Everything I’ve said in my opening paragraph is - I like to think - fact, and this disc has got to be worth hearing or purchasing if only to experience the electricity of that occasion. No CD studio recording, nor even a heavily-edited digitally-corrected ‘live’ recording, can replace the sensation of music-making as it happens. This is especially the case with a lone artist intoning some of music’s noblest and most sublime statements, in front of thousands of awestruck listeners, none of them (one imagines…) daring to move or breathe for fear of disturbing the peace, that unpreservable sense of moment!

Where’s the catch, you ask, detecting a note of reservation amidst my passionate eulogy? Well there isn’t one. Not really: not unless you demand perfection. The trouble is, near-perfect music deserves near-perfect playing. And, inspired though Kagan is, there are stylistic oversights and missed opportunities which, once the novelty has worn off, may irritate you. And, technically masterly though his playing is, there is some poor tuning, and countless imperfections - if not ragged patches - which, on repeated listening, may frustrate you. But none of these is of sufficient consequence to warrant singling out here.

Stylistically, this is not as enlightened as the best. Trills are often plain wrong! Old-style long (in the sense of full-length) notes abound, and sprightly detached articulation is a comparative rarity. Of course arpeggiated multiple stops are almost inevitable with modern bows. Unless your name’s Grumiaux, Szeryng, Kremer or Perlman.

Among my disappointments is the voicing of fugues. Kagan seems content to play lines as written, without obviously distinguishing between primary (i.e. important) and secondary (i.e. less important) material. I’m sure this is not so much a matter of making life easier for himself (which it most certainly does) as apparent unconcern for the music’s essential character and structure.

The same concern surfaces in a different way during the great D minor Chaconne. This is a set of variations on a ground bass, and Kagan sees this so much as a unified piece - fair enough, you may think - that he plays through from start to finish without pausing for a breath. Not even the group of D major variations is set apart: it needs the player to set back a pace or two, and quieten. For me, the way Kagan plays this (with insufficient ‘space’) creates a feeling of self-importance. And, mere musician that I am, writing about music passed - so I dare believe - from God Himself through His humblest servant, no mere artist - not even a great artist - has the right to stand in the way of our hearing this music as God, or Bach, intended.

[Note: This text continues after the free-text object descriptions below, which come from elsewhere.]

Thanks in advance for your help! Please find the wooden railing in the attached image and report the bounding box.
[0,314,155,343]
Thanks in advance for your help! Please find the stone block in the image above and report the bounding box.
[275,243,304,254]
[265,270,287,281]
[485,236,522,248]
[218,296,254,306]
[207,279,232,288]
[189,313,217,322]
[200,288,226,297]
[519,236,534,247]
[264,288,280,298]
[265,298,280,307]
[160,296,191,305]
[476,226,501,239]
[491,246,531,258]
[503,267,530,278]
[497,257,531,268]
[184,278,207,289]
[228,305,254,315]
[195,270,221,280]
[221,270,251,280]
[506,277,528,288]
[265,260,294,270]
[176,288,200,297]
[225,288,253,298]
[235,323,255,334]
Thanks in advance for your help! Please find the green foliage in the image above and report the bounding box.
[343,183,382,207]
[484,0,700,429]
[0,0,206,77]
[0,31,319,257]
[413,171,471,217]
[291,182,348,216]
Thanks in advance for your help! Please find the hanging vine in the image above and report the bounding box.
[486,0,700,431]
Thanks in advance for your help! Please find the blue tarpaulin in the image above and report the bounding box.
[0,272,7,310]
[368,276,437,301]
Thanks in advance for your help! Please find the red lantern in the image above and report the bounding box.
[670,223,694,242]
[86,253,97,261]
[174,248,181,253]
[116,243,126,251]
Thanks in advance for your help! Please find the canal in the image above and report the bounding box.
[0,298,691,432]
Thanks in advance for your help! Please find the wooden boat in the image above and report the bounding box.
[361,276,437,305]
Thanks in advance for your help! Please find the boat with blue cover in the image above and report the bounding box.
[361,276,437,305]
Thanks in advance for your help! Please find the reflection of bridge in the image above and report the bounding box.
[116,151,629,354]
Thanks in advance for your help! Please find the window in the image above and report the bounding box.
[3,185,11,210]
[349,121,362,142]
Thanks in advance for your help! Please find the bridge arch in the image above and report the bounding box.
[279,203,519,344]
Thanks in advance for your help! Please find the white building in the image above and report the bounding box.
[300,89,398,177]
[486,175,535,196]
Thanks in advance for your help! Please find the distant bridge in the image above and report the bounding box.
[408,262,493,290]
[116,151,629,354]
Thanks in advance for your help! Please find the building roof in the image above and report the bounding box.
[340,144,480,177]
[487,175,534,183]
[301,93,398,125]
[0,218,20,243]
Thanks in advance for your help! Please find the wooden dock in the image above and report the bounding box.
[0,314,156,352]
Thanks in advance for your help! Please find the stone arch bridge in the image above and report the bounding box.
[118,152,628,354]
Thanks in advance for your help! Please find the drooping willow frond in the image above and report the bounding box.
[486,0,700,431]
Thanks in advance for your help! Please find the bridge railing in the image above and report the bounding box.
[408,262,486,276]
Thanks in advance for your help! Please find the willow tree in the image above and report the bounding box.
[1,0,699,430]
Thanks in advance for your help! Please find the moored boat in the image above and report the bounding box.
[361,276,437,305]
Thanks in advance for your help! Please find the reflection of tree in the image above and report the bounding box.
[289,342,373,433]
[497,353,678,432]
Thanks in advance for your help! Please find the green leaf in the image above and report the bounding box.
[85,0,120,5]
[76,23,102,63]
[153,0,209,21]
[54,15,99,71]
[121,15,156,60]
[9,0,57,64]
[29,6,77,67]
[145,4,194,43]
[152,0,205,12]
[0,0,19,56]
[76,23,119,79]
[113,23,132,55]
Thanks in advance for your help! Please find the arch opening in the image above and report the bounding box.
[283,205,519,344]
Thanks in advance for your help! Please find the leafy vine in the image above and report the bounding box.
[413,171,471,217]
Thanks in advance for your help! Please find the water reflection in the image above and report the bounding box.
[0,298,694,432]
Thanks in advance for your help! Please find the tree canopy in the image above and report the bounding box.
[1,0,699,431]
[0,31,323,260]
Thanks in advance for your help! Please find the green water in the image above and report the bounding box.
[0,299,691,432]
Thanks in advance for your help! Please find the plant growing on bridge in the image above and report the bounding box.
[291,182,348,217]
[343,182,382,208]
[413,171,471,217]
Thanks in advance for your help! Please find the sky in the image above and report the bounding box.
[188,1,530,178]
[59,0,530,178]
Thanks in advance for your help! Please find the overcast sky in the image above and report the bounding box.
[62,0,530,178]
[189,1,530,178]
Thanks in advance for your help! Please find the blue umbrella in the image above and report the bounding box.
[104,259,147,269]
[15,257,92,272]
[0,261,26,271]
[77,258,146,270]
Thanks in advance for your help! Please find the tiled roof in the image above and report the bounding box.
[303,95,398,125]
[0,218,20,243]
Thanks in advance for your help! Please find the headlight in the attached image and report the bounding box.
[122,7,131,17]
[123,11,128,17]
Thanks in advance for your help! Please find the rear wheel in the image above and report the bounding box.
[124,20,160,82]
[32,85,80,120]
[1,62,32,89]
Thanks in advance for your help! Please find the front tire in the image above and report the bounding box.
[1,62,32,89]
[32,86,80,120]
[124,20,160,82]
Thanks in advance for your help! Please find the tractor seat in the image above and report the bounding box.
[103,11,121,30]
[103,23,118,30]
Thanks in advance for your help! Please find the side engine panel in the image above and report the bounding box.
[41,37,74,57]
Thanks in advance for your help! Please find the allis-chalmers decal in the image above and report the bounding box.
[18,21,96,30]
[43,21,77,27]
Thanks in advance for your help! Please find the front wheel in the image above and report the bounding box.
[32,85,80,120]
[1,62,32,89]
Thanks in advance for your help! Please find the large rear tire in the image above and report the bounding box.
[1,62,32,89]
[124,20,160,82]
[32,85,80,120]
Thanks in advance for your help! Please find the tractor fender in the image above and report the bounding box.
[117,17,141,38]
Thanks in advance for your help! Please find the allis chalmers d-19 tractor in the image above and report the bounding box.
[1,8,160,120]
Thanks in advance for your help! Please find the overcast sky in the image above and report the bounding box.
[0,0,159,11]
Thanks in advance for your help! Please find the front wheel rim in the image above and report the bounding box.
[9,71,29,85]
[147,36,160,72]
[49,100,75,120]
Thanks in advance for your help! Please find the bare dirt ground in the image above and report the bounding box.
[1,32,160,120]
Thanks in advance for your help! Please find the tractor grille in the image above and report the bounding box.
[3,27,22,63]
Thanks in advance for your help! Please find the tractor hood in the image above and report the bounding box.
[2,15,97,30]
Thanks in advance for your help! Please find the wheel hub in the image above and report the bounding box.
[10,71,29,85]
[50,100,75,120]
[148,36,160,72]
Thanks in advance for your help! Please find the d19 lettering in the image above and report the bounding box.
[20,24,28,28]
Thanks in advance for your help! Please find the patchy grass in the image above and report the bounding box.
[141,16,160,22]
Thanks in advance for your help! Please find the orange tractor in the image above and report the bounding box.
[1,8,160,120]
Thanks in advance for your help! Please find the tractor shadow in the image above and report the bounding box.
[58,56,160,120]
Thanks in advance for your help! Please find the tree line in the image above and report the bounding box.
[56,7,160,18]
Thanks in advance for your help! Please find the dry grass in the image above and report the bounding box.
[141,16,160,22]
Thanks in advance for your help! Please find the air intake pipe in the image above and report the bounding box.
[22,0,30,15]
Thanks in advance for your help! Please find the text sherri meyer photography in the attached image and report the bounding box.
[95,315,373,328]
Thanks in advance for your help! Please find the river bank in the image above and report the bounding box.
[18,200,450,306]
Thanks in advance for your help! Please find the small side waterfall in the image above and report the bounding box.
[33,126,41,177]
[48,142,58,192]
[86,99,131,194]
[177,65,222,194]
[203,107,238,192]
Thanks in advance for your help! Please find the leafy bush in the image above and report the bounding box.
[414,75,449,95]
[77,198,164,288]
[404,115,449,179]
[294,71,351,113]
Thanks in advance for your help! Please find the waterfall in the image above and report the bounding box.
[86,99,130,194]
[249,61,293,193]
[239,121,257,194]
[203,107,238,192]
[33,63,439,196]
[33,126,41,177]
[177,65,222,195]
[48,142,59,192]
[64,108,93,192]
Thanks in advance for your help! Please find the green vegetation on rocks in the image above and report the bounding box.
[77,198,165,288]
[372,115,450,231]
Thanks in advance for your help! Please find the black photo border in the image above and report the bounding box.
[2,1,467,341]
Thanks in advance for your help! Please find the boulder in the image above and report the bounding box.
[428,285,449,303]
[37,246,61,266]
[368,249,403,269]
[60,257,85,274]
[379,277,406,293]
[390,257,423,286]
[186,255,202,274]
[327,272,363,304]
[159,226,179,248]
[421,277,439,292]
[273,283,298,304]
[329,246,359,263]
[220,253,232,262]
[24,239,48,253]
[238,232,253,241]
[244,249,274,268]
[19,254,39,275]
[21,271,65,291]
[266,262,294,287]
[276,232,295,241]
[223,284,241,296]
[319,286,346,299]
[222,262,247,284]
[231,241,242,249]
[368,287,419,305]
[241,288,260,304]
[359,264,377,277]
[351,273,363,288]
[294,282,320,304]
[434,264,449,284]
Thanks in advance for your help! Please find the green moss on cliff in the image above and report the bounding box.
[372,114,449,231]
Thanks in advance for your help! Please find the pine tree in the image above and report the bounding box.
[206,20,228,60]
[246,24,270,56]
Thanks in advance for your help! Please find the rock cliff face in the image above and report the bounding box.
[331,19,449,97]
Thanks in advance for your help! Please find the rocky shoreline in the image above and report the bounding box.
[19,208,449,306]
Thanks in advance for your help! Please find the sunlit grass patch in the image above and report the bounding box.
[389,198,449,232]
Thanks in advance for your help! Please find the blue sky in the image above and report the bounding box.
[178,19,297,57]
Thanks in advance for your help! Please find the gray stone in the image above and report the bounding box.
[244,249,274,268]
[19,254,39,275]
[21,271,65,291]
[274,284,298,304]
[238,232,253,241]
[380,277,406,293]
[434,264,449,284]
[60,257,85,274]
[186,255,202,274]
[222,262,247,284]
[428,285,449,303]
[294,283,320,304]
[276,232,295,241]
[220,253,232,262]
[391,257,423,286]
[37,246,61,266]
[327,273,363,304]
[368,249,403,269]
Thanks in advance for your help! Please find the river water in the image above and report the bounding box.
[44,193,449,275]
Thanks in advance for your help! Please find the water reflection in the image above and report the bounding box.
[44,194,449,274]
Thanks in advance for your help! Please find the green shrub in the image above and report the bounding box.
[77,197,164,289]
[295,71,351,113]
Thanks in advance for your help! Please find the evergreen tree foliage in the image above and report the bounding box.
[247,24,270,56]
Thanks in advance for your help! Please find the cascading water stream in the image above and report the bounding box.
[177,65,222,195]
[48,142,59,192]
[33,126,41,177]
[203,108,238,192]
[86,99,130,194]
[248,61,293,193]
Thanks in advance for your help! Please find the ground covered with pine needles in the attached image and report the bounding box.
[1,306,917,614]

Worshippers of Kagan, and there must be millions of them, will be undeterred. This is a valuable historical document. And, as such, it’s matchless.

Worshippers of Bach should stick with Rachel Podger’s miraculous set on Channel Classics. Or the incomparable Grumiaux on Phillips Duo - one of recorded music’s highest pinnacles. Or try Lucy van Dael on Naxos: wonderful!

Beware of coughs, bumps and applause - you get the lot, in plenty. But you get also some extraordinary playing of extraordinary music, and a record of an extraordinary occasion.